Cæcum. From its position on the lower part of the abdomen and from its habitual plenitude with food or water, this organ is especially exposed to direct mechanical injuries and ruptures. A sudden fall, more especially if the umbilical region strikes on a stone or other projecting solid body, kicks with heavy boots or with the feet of other animals, blows with a cow’s horn or a boar’s tusks, and violent contact with stumps, poles and other objects may be the occasion of the rupture. These are usually found near the base of the viscus and across its longitudinal direction.

Inflammations, connected with punctures, calculi, parasites, etc., may render the walls so friable that they give way under slight strain or injury. Abscesses have been found in the walls of the viscus leading to perforation, and extension of inflammation from an umbilicus cauterized for hernia has determined adhesion and perforation.

Colon. The loaded colon is even more liable to mechanical injury than the cæcum. Occupying as it does the more lateral parts of the abdominal floor, it is even more exposed to kicks and blows, and extending as it does back toward the inguinal regions, it is especially in the way of blows of horns so often delivered in this region. From the solid nature of its contents the presence of calculi, the presence of blood sucking worms, and its implication in the congestions and extravasations of verminous thrombosis, this organ is especially liable to degenerations and inflammations which render its walls particularly friable. Neoplasms of various kinds, cancerous, tubercular, etc., have been found on its walls as occasions of rupture. Abscesses of strangles have ruptured into the viscus. Overdistensions in front of an obstruction in the pelvic flexure, floating colon or rectum are the most frequent causes of rupture. Again, cases have been seen as the result of violent exertions, as during straining in dystokia. It has been a complication of phrenic hernia, of volvulus of the double colon, and of ulceration caused by the prolonged ingestion of arsenic. In severe impaction the necrosis of the intestinal walls has proved a direct cause of laceration. The seat of these ruptures may be at any point, but it is most frequent in front of the pelvic flexure, or in the floating colon, or directly in the seat of impaction.

Symptoms. The attack comes on suddenly, perhaps in connection with some special accident or injury, and is manifested by violent colicy pains which show no complete intermission. In many respects the symptoms resemble those of complete obstruction of the bowel, there is a suspension of peristalsis, rumbling, and defecation, a tendency to roll on the back and sit on the haunches, an oblivion of his surroundings and pain on pressing the abdomen. Usually the shock is marked in the dilated pupil, the weak or imperceptible pulse, the short, rapid breathing, cold ears, nose and limbs and the free perspirations. Tympany is usually present as the result of fermentation. Signs of infective peritonitis and auto-intoxication are shown in the extreme prostration, unsteady gait, dullness and stupor, and general symptoms of collapse. The temperature, at first normal, may rise to 105° or 106° as inflammation sets in, and may drop again prior to death.

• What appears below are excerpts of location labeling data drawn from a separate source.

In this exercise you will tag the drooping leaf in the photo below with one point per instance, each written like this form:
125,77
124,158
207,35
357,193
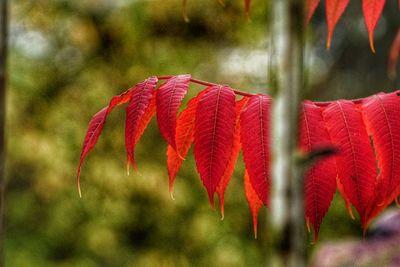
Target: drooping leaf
394,54
96,126
345,198
184,136
254,136
136,121
381,116
334,10
372,10
169,98
311,6
247,6
213,137
355,158
184,11
320,183
223,184
254,201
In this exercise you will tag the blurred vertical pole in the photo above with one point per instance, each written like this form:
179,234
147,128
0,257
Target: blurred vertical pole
287,217
3,56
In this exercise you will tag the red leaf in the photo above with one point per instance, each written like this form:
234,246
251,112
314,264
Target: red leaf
184,138
345,198
213,137
381,116
334,10
223,184
96,126
394,54
372,10
169,98
254,201
138,115
311,6
254,136
355,160
320,183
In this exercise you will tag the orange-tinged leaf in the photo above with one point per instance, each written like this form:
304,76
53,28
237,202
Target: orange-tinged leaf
184,136
334,10
213,136
372,10
355,159
138,115
96,126
311,6
320,181
247,6
254,136
169,98
223,184
253,200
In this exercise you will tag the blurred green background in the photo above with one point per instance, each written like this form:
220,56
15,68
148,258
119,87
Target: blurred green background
68,58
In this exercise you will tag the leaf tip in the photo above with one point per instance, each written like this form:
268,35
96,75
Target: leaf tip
79,188
222,207
255,222
371,42
211,199
78,180
328,41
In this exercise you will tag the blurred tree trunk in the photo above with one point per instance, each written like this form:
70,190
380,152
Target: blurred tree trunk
3,53
287,216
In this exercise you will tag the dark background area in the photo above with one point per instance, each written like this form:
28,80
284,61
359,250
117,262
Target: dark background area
68,58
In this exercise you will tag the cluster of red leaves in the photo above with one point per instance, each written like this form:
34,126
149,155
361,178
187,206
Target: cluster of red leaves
365,132
372,10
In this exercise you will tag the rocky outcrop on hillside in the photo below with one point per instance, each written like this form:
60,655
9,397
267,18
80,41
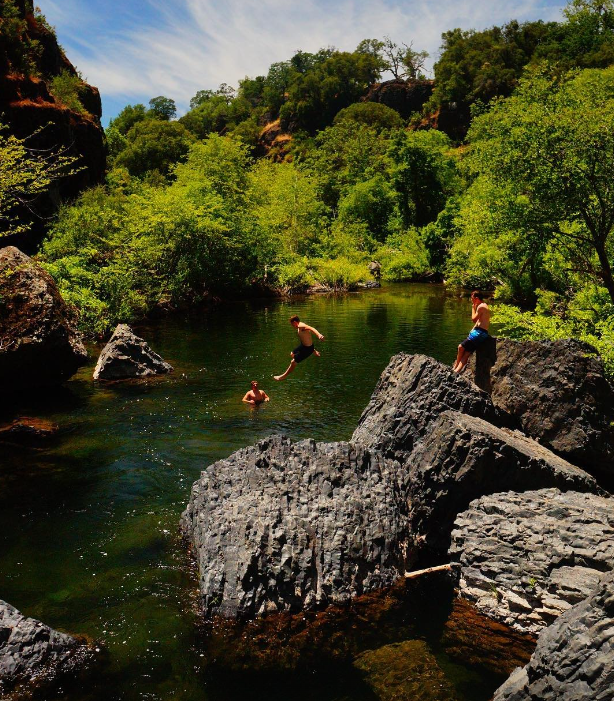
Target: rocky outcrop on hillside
39,342
410,395
284,526
404,96
34,655
574,658
463,457
126,355
30,110
527,557
559,394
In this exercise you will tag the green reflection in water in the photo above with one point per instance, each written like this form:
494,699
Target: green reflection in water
88,526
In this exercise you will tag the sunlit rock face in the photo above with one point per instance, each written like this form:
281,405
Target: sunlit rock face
574,658
525,558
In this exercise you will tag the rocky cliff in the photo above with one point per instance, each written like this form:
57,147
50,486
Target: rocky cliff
30,109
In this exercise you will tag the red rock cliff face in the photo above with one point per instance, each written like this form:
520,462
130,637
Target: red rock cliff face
27,106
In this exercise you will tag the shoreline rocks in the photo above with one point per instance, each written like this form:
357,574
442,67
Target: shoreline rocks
527,557
574,658
39,342
33,655
126,355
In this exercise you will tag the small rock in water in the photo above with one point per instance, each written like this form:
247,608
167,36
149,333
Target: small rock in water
127,356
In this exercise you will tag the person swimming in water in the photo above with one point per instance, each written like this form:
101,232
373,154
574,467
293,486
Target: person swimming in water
255,396
306,348
480,315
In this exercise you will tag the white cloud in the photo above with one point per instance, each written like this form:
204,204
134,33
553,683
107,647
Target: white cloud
193,44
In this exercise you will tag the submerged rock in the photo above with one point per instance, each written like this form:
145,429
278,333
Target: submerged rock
31,653
39,342
410,395
574,658
127,356
284,526
559,394
527,557
463,458
28,430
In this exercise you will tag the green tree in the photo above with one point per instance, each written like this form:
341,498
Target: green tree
162,108
154,145
24,175
549,151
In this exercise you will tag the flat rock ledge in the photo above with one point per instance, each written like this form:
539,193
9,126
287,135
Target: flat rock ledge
464,457
31,653
525,558
126,356
39,341
284,526
410,395
574,658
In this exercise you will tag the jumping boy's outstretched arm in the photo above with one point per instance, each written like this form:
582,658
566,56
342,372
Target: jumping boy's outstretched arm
313,330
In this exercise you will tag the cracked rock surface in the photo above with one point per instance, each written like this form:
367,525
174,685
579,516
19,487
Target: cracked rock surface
31,652
127,355
463,458
525,558
574,658
284,526
409,396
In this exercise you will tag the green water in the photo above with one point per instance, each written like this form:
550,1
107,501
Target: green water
88,525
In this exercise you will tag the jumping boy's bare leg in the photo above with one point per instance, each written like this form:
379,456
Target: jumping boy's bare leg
462,362
288,371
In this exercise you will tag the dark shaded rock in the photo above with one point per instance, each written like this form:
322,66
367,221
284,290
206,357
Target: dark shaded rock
284,526
32,112
32,654
404,96
476,640
28,431
526,558
126,356
410,394
574,658
463,458
405,671
39,342
559,394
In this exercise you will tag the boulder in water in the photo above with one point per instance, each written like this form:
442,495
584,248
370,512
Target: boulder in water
574,658
39,342
31,653
527,557
284,526
128,356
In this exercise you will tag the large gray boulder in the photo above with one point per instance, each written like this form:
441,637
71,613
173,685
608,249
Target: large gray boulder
31,653
128,356
558,393
284,526
39,342
525,558
463,458
410,395
574,658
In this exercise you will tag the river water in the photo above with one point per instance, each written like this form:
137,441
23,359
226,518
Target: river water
88,525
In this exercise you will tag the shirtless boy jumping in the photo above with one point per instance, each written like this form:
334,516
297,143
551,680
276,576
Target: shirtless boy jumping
480,315
255,396
305,349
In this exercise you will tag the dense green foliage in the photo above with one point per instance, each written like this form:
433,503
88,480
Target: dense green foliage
524,208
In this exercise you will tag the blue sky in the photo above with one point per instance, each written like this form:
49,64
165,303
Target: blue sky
133,50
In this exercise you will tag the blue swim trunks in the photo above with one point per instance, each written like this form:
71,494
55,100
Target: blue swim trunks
475,338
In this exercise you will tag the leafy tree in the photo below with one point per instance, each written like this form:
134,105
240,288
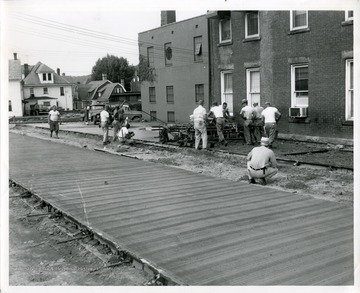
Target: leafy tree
116,69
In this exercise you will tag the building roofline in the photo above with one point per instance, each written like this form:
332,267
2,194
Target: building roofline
173,23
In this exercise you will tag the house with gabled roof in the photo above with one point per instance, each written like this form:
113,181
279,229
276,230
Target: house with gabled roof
42,85
15,90
76,81
105,92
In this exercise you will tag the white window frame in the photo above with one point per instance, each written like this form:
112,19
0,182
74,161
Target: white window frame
150,56
298,102
225,96
348,107
347,17
248,85
220,31
298,27
246,25
198,49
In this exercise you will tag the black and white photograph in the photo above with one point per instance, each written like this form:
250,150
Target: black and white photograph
152,144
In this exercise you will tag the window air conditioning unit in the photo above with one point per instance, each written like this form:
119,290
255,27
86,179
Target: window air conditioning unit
298,112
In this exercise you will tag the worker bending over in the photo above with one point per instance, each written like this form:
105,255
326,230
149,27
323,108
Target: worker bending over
261,162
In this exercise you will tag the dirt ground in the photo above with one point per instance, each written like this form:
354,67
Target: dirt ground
319,182
37,259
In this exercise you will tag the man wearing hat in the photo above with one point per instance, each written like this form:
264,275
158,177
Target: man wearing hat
200,116
261,163
271,116
248,114
258,122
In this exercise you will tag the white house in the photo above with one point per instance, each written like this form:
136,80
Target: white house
44,86
15,89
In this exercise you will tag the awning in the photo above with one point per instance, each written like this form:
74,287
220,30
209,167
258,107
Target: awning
40,98
218,14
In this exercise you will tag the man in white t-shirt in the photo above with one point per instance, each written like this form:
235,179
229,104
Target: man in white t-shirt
104,124
125,135
248,114
220,121
54,118
261,163
200,116
271,116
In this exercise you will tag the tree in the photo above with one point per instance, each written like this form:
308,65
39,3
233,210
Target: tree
115,68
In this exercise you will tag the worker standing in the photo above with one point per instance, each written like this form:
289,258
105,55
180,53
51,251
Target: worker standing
248,114
258,122
200,116
220,121
104,123
54,118
271,116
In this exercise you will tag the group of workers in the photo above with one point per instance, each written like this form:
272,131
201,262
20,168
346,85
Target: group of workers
260,127
119,123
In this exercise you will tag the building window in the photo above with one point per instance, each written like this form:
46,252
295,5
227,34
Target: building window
252,24
225,30
150,56
198,49
298,19
168,54
170,94
199,92
171,116
153,116
227,90
299,85
349,15
152,95
253,85
349,79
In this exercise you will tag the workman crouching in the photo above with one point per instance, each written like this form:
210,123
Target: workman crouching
261,163
125,135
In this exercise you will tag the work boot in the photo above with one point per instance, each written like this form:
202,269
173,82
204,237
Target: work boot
262,181
252,181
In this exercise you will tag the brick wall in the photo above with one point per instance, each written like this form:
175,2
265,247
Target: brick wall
324,46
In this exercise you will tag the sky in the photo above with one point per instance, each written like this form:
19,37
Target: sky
73,34
73,38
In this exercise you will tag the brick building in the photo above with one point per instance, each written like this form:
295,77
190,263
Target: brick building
177,53
301,61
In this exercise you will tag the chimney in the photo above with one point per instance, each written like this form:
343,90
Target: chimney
167,16
26,69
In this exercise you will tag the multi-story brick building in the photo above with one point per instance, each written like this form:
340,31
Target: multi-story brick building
178,54
300,61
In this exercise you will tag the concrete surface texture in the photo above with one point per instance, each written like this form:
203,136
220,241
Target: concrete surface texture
196,229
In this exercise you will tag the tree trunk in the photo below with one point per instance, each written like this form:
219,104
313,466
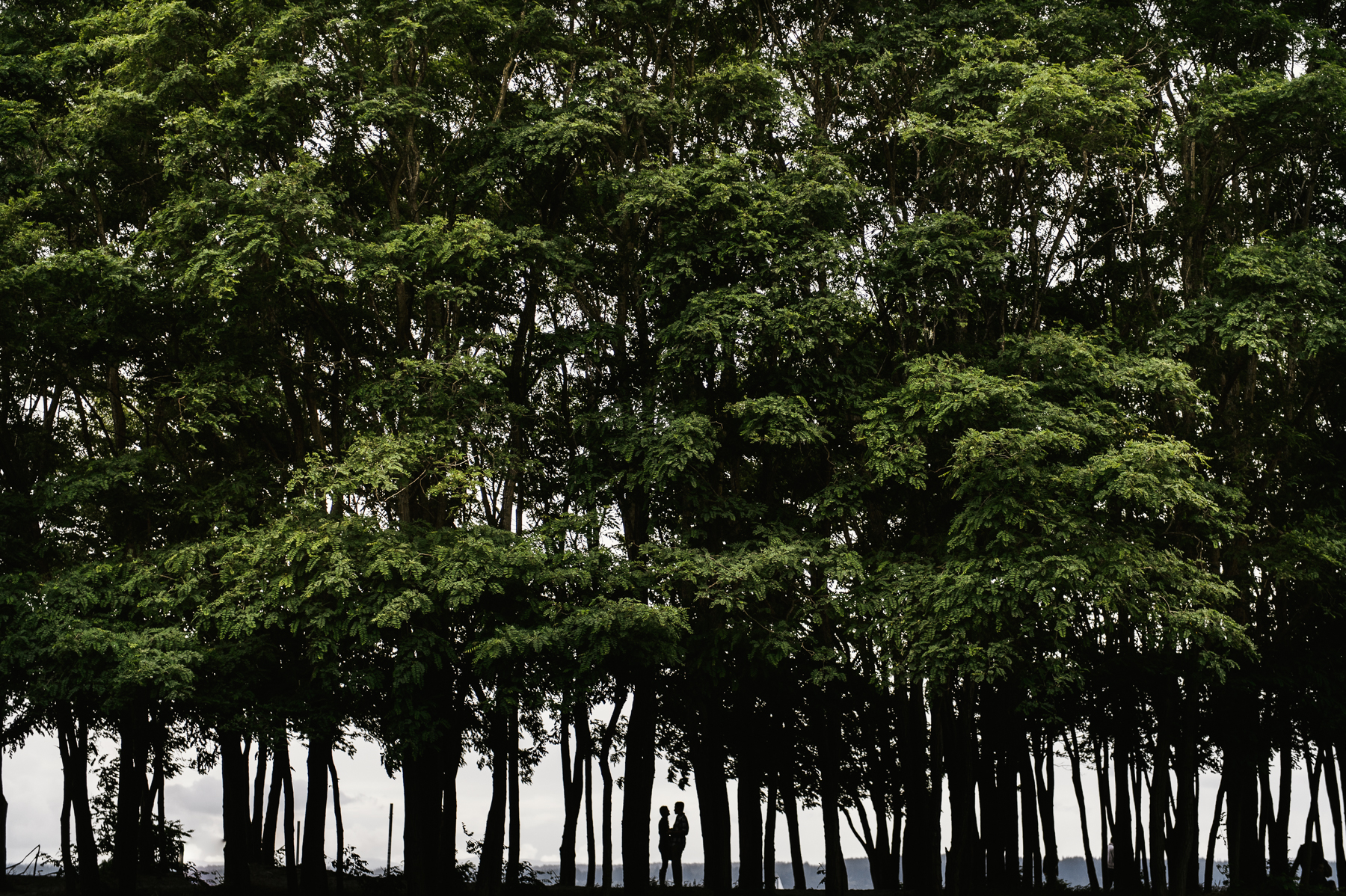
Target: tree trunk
1336,808
750,808
493,841
511,867
313,872
606,770
1214,833
1029,808
639,788
713,797
268,832
233,778
131,788
289,818
572,793
1073,749
831,790
260,808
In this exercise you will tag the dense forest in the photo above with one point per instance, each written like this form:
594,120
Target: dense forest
864,401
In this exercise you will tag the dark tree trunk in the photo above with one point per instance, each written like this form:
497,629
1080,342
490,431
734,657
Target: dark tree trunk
289,818
268,832
1124,857
831,790
260,853
606,770
233,774
1334,805
769,840
341,826
1073,749
1048,808
131,788
572,795
1029,810
639,788
792,829
511,867
750,806
713,797
1214,833
313,874
493,841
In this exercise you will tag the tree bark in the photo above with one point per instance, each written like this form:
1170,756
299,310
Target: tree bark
639,788
1073,749
713,797
313,872
131,788
233,776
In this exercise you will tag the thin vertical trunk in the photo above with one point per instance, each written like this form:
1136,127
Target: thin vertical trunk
1029,808
260,806
341,826
713,797
572,788
831,791
589,810
233,778
606,770
268,829
750,808
1334,806
1159,810
493,840
1124,859
792,829
639,788
769,840
313,872
1077,782
289,817
511,867
1214,833
131,788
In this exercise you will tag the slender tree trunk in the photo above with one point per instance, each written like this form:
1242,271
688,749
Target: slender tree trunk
750,808
260,806
289,817
572,788
233,778
769,838
131,788
639,788
268,832
831,791
1334,805
1029,808
493,841
1214,833
313,872
606,770
792,829
511,867
1077,782
713,795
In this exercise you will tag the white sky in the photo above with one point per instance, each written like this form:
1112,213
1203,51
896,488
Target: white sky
33,788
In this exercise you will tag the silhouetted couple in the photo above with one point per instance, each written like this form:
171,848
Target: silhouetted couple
672,841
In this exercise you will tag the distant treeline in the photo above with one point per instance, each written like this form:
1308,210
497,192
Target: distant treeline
863,401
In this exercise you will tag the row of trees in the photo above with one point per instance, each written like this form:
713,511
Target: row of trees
864,401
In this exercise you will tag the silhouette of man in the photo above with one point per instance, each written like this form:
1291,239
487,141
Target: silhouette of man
666,844
677,842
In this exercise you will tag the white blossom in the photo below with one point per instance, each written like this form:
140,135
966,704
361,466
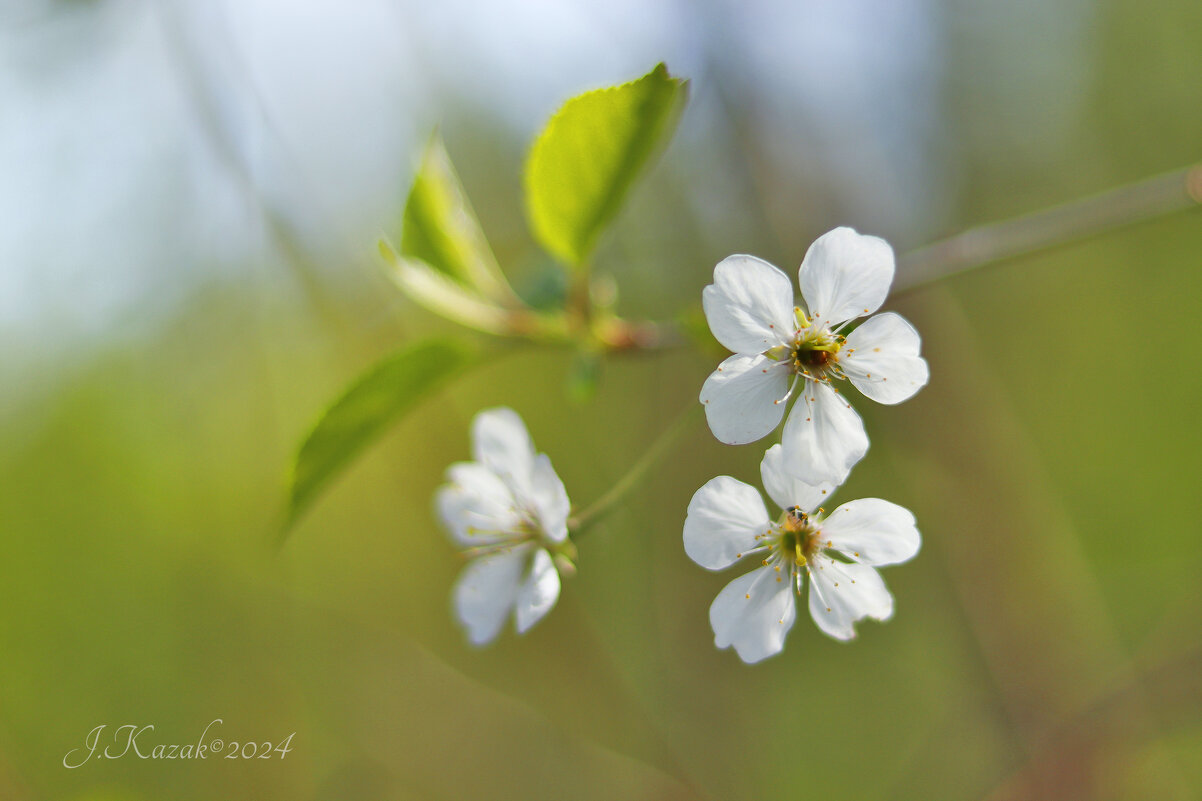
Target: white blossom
509,510
781,349
835,555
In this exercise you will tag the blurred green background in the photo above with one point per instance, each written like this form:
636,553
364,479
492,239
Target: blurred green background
188,277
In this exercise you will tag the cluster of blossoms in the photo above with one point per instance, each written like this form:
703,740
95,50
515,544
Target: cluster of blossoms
781,350
510,511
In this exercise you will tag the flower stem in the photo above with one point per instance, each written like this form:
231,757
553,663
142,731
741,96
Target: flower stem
654,454
1143,200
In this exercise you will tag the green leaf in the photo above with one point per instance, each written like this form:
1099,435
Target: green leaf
378,399
445,296
441,229
589,155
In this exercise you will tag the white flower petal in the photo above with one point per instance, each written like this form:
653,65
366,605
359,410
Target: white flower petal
743,398
754,613
723,522
499,439
881,359
549,499
486,591
539,592
845,276
823,437
873,532
477,508
786,490
749,306
842,594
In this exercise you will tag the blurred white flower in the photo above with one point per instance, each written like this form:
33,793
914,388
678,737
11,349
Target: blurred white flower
835,555
509,510
777,345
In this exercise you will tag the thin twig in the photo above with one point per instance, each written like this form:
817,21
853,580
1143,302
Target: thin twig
1144,200
659,448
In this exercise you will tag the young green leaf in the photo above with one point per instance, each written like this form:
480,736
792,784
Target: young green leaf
589,155
378,399
441,229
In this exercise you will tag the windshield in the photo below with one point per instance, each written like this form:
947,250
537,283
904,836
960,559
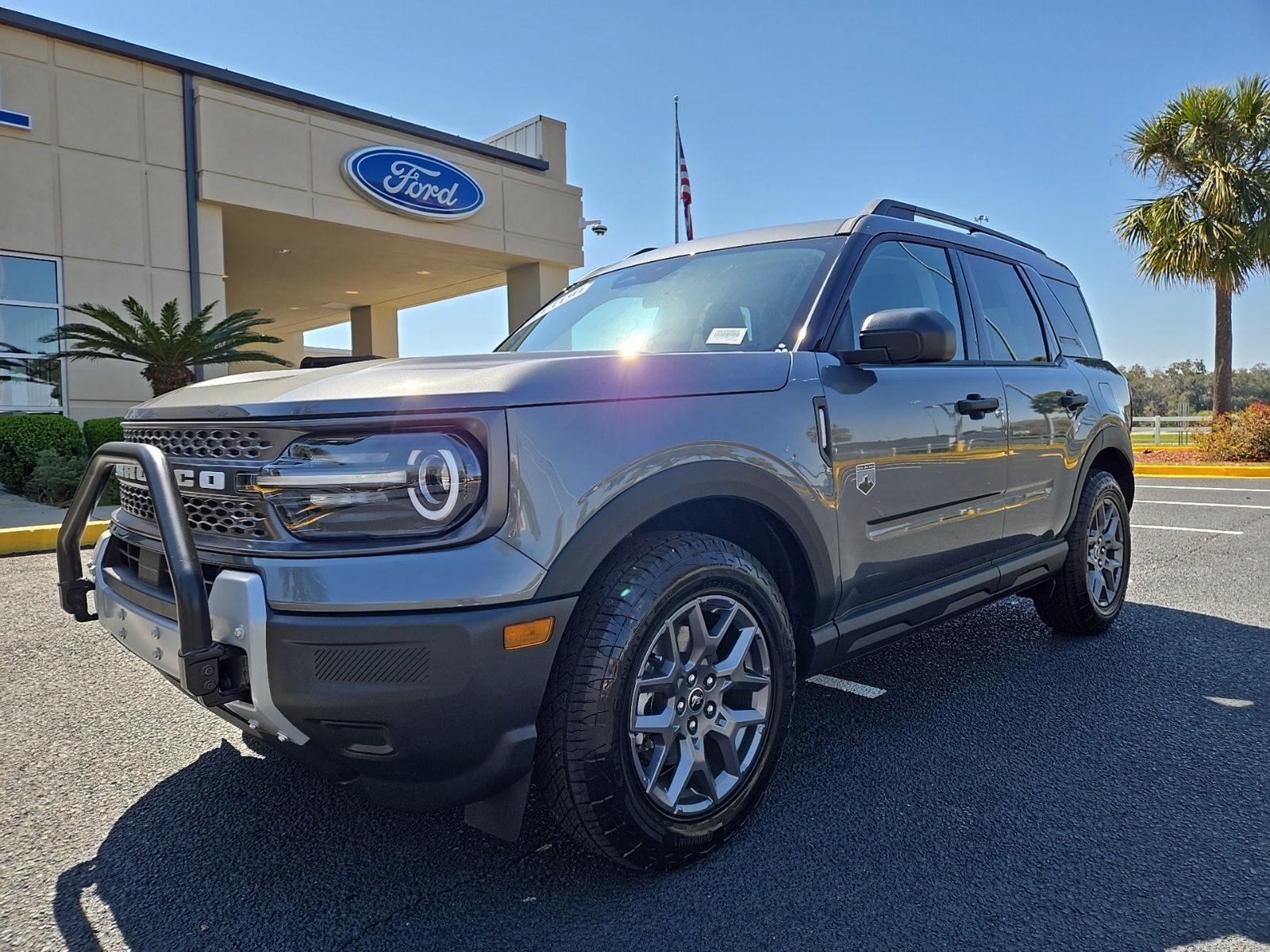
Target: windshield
737,298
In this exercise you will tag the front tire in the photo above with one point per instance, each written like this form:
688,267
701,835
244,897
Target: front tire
668,702
1089,590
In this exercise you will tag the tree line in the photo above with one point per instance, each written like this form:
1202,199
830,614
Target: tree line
1165,390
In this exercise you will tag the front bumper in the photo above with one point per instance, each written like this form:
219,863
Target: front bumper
416,710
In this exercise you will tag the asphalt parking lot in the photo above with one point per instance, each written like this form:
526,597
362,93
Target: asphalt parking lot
1011,789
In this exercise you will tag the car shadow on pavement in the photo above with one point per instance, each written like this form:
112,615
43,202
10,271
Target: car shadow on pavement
1013,789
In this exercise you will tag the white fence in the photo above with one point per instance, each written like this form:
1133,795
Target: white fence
1183,427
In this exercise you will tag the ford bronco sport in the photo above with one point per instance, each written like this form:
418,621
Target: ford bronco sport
603,555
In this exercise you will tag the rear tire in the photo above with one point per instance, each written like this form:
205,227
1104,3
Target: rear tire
668,701
1089,590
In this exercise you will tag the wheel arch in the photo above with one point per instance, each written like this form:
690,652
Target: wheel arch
737,501
1110,451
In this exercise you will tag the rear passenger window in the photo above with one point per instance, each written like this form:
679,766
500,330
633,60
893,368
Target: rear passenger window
1013,328
1073,305
902,274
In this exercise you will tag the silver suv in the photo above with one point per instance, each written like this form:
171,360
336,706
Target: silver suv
603,556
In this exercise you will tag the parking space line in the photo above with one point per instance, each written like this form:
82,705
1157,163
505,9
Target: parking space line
1187,528
1210,505
848,685
1203,489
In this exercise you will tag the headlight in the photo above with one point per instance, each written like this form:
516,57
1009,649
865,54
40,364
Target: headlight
385,486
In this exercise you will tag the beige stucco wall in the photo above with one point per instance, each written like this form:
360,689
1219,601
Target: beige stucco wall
99,182
266,154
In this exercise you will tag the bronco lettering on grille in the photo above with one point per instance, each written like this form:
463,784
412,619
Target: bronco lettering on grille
186,479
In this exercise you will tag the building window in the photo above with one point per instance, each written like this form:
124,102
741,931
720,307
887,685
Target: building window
31,306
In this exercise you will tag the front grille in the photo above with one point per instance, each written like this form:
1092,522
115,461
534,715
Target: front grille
241,518
206,443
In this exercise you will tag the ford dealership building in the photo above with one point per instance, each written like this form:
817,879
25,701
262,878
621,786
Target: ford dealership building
127,171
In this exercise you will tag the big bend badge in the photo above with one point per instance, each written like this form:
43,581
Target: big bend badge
867,478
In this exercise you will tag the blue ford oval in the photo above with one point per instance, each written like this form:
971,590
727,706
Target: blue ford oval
413,183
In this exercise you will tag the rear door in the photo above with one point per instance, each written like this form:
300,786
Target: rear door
1045,397
918,450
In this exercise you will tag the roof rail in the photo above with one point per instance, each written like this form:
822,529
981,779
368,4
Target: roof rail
908,213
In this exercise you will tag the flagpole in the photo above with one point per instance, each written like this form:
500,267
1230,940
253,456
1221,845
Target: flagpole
676,171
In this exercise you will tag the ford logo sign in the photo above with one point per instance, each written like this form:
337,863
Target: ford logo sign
413,183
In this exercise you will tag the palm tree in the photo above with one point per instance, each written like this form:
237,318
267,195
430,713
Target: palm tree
165,347
1210,152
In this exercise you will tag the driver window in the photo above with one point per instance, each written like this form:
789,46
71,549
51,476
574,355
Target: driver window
901,274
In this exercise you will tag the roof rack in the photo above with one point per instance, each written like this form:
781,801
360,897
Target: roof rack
908,213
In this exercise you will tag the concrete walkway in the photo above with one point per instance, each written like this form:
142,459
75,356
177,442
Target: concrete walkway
17,513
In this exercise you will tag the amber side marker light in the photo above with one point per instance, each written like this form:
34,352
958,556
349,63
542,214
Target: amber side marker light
527,634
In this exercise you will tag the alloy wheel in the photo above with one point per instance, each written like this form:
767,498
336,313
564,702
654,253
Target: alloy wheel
700,706
1105,554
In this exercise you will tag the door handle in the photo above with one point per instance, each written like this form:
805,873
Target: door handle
976,406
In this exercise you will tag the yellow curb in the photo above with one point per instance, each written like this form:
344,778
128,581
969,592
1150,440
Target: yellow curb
1216,471
44,539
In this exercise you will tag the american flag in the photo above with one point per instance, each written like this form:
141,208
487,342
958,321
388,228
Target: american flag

Termination is fatal either by shock or by the resulting peritonitis and auto-intoxication. Exceptions may exist in case of adhesion of the diseased intestine to the walls of the abdomen and the formation of a fistula without implication of the peritoneum.

RUPTURE OF THE INTESTINES IN RUMINANTS.

From blows of horns, tusks, etc., from rectal abscess. Symptoms: colic, resulting in septic peritonitis and sinking. Treatment.

Lesions of this kind usually come from blows with the horns of others. They may lead to artificial anus as in a case reported by Rey, or the formation of a connecting sac as in that of Walley. In a case seen by the author a large abscess formed above the rectum, from injuries sustained in parturition. This ruptured into the gut leaving an immense empty cavity in which the hand could be moved about freely, but which gradually contracted so that the cow made a good recovery.

André furnishes an extraordinary record of rupture of the colon, blocked by a potato. It seems incredible that a potato could have traversed the stomachs and intestine without digestion.

The symptoms are those of violent colic suddenly appearing in connection with some manifest cause of injury, and going on to septic peritonitis and gradual sinking.